元通りになんてできない
金曜日。
上司に明日から挙式の為、北海道に行く事を改めて伝えておいた。
まあ、何もないとは思うが。
土産、期待してるぞ、と言われた。毛蟹なんかいいな〜と、さりげなくを装い言う。
そんなもん、買う為に行くんじゃない。とは言えない。
ため息の種が増えるじゃないか…。
あれから、鷹山さんとは、普通だ。
と言うより、鷹山さんは無かった事にして、接しようとしている。まあ、そうだろう。…結婚前の一時の迷い、とでも取ったかも知れない…。あれだけ、結婚は解らなくなったと相談にもならないような愚痴を吐いていたんだから。
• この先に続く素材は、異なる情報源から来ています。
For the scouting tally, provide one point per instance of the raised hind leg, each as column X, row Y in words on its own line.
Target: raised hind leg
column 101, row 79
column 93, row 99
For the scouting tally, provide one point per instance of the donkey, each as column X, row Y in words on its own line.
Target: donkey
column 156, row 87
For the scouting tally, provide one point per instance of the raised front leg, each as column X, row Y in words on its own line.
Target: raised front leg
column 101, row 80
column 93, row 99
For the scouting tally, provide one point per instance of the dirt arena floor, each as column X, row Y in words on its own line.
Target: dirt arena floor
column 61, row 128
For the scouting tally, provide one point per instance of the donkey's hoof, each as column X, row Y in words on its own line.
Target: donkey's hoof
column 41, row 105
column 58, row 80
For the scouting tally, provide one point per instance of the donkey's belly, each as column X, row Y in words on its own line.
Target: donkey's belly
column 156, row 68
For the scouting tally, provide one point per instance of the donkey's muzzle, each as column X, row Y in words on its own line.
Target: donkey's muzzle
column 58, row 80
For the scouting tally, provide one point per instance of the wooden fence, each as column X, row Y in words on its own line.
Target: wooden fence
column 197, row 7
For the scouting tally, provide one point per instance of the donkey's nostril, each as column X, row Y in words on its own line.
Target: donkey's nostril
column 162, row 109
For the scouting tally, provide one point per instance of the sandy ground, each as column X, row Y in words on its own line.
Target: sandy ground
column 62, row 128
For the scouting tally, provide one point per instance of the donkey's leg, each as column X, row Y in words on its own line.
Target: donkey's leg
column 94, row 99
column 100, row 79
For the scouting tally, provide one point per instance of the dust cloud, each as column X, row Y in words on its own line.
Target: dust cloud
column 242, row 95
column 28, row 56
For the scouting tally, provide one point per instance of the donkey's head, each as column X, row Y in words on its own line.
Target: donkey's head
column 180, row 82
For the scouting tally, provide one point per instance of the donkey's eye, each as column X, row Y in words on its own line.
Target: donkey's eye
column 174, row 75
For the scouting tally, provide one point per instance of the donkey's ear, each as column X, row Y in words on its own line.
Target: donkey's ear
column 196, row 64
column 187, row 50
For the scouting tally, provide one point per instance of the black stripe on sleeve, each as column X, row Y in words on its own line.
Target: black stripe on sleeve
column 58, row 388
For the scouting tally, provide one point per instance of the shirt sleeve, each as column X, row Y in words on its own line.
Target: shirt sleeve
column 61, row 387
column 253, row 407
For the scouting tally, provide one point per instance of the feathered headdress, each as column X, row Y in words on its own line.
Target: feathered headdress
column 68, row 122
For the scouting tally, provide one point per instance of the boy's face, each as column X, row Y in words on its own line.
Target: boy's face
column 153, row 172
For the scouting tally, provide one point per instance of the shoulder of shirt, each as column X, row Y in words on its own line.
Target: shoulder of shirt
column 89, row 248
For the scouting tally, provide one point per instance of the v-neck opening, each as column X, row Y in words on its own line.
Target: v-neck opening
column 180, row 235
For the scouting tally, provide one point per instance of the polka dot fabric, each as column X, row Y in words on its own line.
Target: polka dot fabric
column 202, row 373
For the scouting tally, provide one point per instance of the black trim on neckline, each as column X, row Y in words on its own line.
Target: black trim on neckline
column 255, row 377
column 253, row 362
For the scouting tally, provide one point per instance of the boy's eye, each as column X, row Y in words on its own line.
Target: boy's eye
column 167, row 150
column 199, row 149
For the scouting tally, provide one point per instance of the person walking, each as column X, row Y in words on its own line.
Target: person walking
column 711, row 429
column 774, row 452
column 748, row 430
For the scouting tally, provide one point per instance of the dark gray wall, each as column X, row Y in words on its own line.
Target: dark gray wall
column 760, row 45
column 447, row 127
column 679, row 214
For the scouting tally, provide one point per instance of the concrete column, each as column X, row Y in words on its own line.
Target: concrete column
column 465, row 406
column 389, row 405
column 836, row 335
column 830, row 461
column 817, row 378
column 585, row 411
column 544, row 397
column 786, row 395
…愚痴か、愚痴でもないんだ…。
俺は無かった事にはできない。
したのは俺からで、それには意思があったから。
会社に来たくないと思っている事だろう。来れば俺と顔を会わすから…。
状況が許すなら、とっくに辞めている事だろう。
鷹山さんには生活があるから、辞められないだけだ。
気まずい相手がいるところで、好き好んで仕事をしたい訳が無い。
はぁ…申し訳ない。
あの日、慌てて玄関を後にした時、チラッと見えた写真立て。
三人で写っているものと、旦那さん一人のもの。…そして鷹山さんと二人、仲良く寄り添っているもの…。
男らしい強さ、優しさがある人のように見てとれた…。
益々、俺は…、心が痛んだ…。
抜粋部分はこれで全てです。